KedaiPena.com – Upaya pemerintah mensiasati masalah harga minyak goreng yang melambung tinggi, dianggap tak tepat sasaran dan tak menyelesaikan inti permasalahan. Bahkan, indikasi yang terlihat, pemerintah seperti berupaya mensubsidi para kartel industri sawit dan minyak goreng.
Direktur Eksekutif IDEAS Yusuf Wibisono mengungkapkan Bantuan Langsung Tunai (BLT) Minyak Goreng yang ditetapkan pemerintah merupakan bentuk intervensi paling tradisional, yaitu sekedar bagi-bagi uang belaka.
“Sudah begitu, inipun seringkali tidak mampu dilakukan dengan baik oleh pemerintah terkait kompleksitas pelaksanaan program dimana hingga kini exclusion error dan inclusion error dalam kebijakan BLT ini masih tinggi, belum termasuk kasus korupsi yang sering menyertainya,” kata Yusuf saat dihubungi, Jumat (8/4/2022).
Dalam kasus BLT Minyak Goreng misalnya, yang digunakan adalah basis data program PKH dan BPNT, padahal yang terdampak keras lonjakan harga minyak goreng ini tidak hanya rumah tangga miskin tetapi juga jutaan usaha mikro dan ultra mikro.
“Kalau kita misalkan, seperti tukang gorengan, yang kita tidak tahu bagaimana pemerintah akan menjangkau mereka.

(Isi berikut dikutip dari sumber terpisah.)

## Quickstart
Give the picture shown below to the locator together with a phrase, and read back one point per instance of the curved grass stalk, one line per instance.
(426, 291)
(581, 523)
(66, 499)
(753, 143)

Belum tentu juga mereka masuk ke dalam daftar tapi mereka sebenarnya terdampak,” ucapnya.
Yusuf menyatakan kebijakan BLT Migor ini adalah kebijakan yang menyedihkan. Karena kebijakan ini adalah bentuk kekalahan pemerintah dari oligarki penguasa industri untuk yang ke-sekian, setelah sebelumnya menyerah dengan melepas harga minyak goreng ke harga pasar.
“Dengan memberi BLT Migor ke rakyat miskin secara tidak langsung pemerintah mensubsidi kartel penguasa industri sawit dan minyak goreng sehingga harga jual tinggi yang ditetapkan pengusaha mampu dijangkau oleh masyarakat,” ucapnya lagi.

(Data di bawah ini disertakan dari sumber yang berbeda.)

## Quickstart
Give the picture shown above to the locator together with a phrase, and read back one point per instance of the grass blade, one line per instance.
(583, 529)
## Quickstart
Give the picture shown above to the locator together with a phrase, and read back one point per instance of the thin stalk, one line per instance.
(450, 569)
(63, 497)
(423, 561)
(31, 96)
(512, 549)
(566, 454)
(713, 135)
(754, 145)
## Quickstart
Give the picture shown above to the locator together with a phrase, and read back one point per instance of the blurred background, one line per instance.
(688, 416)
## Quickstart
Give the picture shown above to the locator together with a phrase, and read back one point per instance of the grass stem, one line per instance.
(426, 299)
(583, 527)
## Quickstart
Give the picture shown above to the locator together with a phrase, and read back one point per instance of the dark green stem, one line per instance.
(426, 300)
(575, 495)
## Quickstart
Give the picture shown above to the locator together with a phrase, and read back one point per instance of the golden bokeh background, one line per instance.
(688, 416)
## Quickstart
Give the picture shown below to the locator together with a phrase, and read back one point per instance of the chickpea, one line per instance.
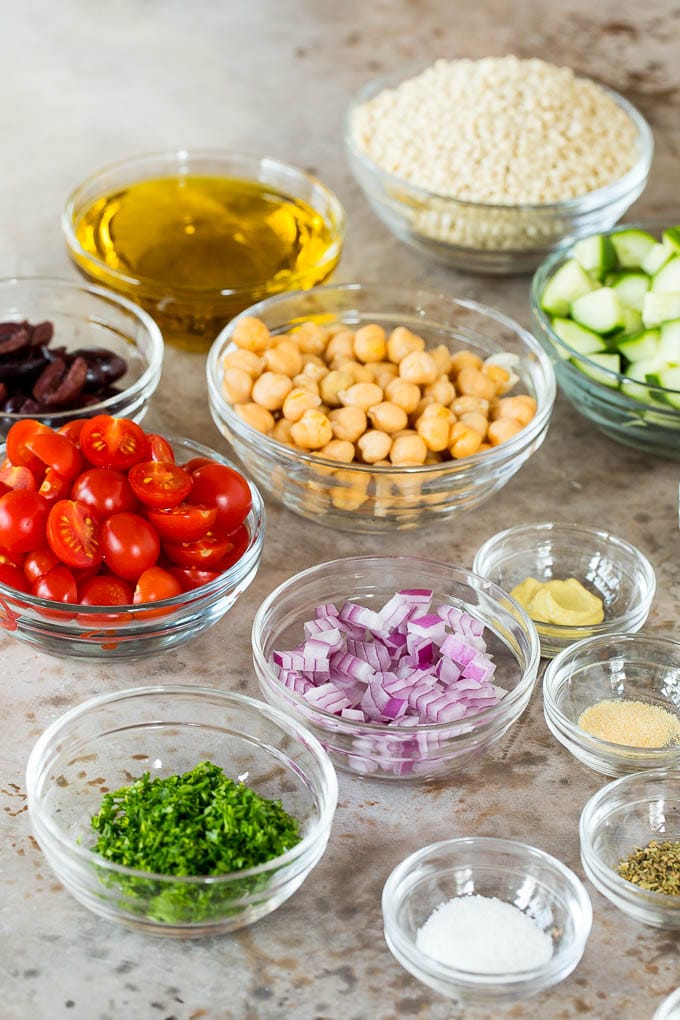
(312, 430)
(387, 417)
(251, 335)
(362, 395)
(374, 445)
(237, 386)
(299, 401)
(349, 423)
(257, 416)
(370, 344)
(418, 367)
(284, 358)
(403, 342)
(271, 390)
(463, 441)
(405, 395)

Ia juga menyatakan bahwa BLT Migor ini adalah bentuk lari dari kenyataan dari pemerintah akibat tidak mampu menyelesaikan akar masalah di industri minyak goreng dan sawit.
“Kegagalan dan ketidakmampuan pemerintah ini harus dibayar oleh subsidi negara yang harus ditanggung APBN. Dan, BLT minyak goreng ini bersifat temporer, jangka pendek, hanya pereda sementara dari kesulitan masyarakat, sedangkan dampak pelepasan harga minyak goreng ke harga pasar bersifat permanen,” kata Yusuf.
Yang dibutuhkan, lanjutnya, adalah kebijakan yang bersifat struktural dengan dampak jangka panjang, yaitu mengurai akar masalah kartel dan struktur industri yang tidak sehat di industri minyak goreng dan sawit.
“Misal, konsesi lahan sawit baru ke swasta selayaknya dihentikan, dan dievaluasi, dicabut hak konsesi bagi yang melanggar dan diberikan ke BUMN Perkebunan Sawit dan koperasi pekebun sawit rakyat,” ujarnya.
Yusuf juga menegaskan negara seharusnya memiliki kontrol yang memadai di hulu, yaitu pasokan sawit untuk domestik. Dan pemerintah selayaknya juga segera mendorong pembentukan koperasi-koperasi pekebun sawit rakyat yang mampu mengolah sawit menjadi CPO dan minyak goreng skala UMKM. Pemerintah juga harus melindungi pabrik minyak goreng independen (non pemilik perkebunan sawit) dengan menjamin pasokan CPO bagi mereka.
“Kita berharap pemerintah tidak lepas tangan dari masalah minyak goreng ini dengan hanya sekedar melempar BLT untuk 3 bulan,” pungkasnya.